Тот недовольно щурит глаза, но ничего ей в ответ не говорит, прячет весточку за пазухой. И когда девка уже собирается развернуться да уйти прочь, ловит ту за локоть.

И в взгляде, которым она его одаривает, нет ни капельки игривости, которым она щедро делилась, когда была рядом со мной. Только это меня и успокаивает. Только это и заставляет усидеть на месте, а не сломать эти гребаные пальцы пусть и старшего по службе бера.

- Что у тебя с Даниславом?

- А с какого перепуга тебя волнует, что у меня с Даниславом? — копирует она его тон с высокомерной усмешкой. Демонстративно отпускает взгляд на его руку, что клещом ухватилась за ее локоть.

Тот отпускает, неловко прячет руку в кармане штанов, поджимает губы, отводя взгляд.

- Просто не путайся с ним, пожалеешь потом.

- Пожалею?

- Он редкостный блядун, девонька. — со знанием дела фырчит тот и лишь ведет плечом. — Ты просто очередная пташка, попавшая в силки матерого хищника.

Хочу сорваться с места и приласкать ему челюсть кулаком, но насмешка в голосе Забавы меня останавливает.

- А ты, стало быть, свят да целомудрен?

- Забава, оно не так. Но у меня есть принципы.

- Какие принципы, Ярмак? Налил меда в уши наивной человечки, да ночами тело ее пользуешь. Вот только подстилка она для тебя, не больше.

- Я ей ничего не обещал! — упирается тот, а вот Забава фырчит, загоняя того в угол.

- Но она грезит о браке с тобой, и ты это знаешь. Как и то, что узнай о ее бесчинстве, никто из сельских замуж не возьмет. Пройдет время, и ты женишься на медведице, а эта девочка либо утопится, либо озлобится на весь мир.

- Это разные вещи! Она человек!

- Она женщина. И оно одно и тоже. Если он потаскун, то как называется то, о чем помышляешь ты?
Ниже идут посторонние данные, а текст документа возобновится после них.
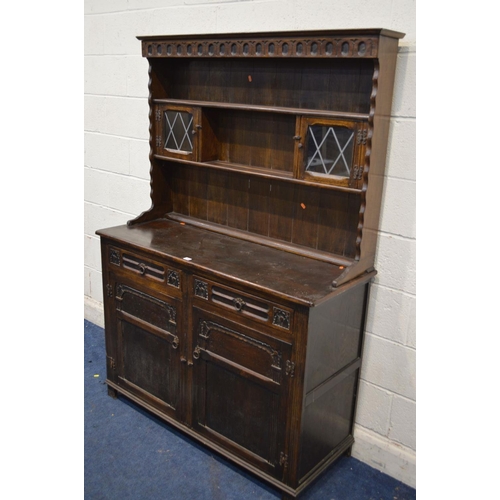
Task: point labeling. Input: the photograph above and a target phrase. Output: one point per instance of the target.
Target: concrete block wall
(117, 178)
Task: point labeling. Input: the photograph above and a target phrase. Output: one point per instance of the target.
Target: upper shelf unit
(306, 148)
(278, 137)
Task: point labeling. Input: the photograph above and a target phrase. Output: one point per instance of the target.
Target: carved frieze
(263, 47)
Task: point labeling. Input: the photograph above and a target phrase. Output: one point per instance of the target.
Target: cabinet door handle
(239, 304)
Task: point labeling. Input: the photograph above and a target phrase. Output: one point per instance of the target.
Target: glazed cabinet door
(147, 346)
(240, 390)
(177, 131)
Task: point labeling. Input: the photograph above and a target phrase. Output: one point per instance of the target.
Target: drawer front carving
(142, 267)
(261, 310)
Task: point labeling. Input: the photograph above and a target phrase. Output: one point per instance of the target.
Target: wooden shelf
(262, 240)
(265, 109)
(260, 172)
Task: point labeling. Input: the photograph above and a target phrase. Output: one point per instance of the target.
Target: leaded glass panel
(178, 125)
(330, 150)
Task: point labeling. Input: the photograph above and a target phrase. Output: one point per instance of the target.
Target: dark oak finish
(235, 306)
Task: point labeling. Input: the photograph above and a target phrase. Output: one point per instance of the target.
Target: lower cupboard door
(148, 358)
(241, 391)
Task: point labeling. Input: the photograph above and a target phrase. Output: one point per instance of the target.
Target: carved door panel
(241, 383)
(147, 347)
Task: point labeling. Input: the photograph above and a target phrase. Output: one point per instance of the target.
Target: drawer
(142, 267)
(240, 303)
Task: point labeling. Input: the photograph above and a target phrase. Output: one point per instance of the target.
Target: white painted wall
(117, 178)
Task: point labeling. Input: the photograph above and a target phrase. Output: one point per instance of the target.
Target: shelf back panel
(318, 219)
(337, 85)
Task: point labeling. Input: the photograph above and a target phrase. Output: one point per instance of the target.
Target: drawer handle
(239, 304)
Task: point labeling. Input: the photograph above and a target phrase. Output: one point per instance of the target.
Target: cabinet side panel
(333, 362)
(334, 335)
(326, 423)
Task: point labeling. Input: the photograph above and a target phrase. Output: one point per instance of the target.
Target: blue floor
(132, 455)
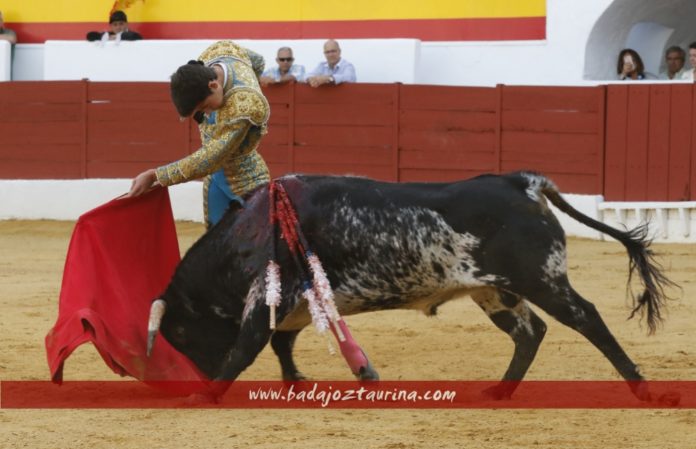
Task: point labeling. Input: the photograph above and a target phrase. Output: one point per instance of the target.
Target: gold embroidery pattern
(231, 135)
(243, 103)
(224, 49)
(219, 143)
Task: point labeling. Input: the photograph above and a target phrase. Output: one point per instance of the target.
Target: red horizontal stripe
(346, 394)
(526, 28)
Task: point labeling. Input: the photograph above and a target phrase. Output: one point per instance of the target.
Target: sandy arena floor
(459, 344)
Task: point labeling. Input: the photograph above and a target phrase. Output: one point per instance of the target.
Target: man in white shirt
(674, 58)
(335, 70)
(689, 74)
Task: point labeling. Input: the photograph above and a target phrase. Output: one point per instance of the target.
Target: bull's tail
(650, 302)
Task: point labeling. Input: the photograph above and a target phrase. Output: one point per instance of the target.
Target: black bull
(397, 246)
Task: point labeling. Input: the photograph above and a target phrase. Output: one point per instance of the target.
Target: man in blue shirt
(285, 71)
(335, 70)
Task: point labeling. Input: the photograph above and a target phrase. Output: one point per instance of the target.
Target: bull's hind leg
(571, 309)
(282, 344)
(512, 315)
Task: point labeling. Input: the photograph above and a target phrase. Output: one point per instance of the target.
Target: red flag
(121, 256)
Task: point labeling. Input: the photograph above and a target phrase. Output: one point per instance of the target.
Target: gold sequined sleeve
(225, 140)
(257, 62)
Разворачивается и уходит, приложив того длинными косами по лицу. Ухожу в тень, позволив ей ускользнуть обратно в лагерь. А сам бесшумно подбираюсь к Ярмаку.

- Данислав? — выгибает тот бровь недоуменно, я же нависаю над ним горой, не скрывая гнева и злобы.

- Приказку не копай другому яму, сам в нее упадешь, слыхал?

- Слышал. — твердо качает головой. — Как и то, что на чужой каравай рот не разевай.

- Она свободна! — рычу, твердо будучи уверенным в своей правде. Хотя, по правде говоря, сейчас ловлю себя на том, что даже будь кто-то, кто положил глаз на девку вперед меня, то ему пришлось бы подвинуться!

- То, что от нее не несет мужиком, оно не означает, что свободна.

По словам бера понимаю, что больше он мне не расскажет. И так хочется треснуть по наглой роже. Но нельзя, черти! Нарвусь на яму смирения на семицу, а кто будет мою бедовую Забаву покорять?!

- Я дважды повторять не буду, к племяшке кузнеца не лезь. Уяснил?

В глазах напротив зарождается недовольство пополам со злобой.

- А что, страстные да похотливые перестали удовлетворять? Перешел к неопытным и чистым!

"Неопытные и чистые" отдает сладостью на языке моего зверя. Хоть я и ведаю, что Забава не дева, ибо пахнет отнюдь не так. И по своему обыкновению я дев избегаю, дабы не нарваться на кипеш. Но сейчас внутри что-то ноет. От одного видения Забавы в объятьях кого другого тошнота поднимается по горлу, а перед глазами пелена ненависти.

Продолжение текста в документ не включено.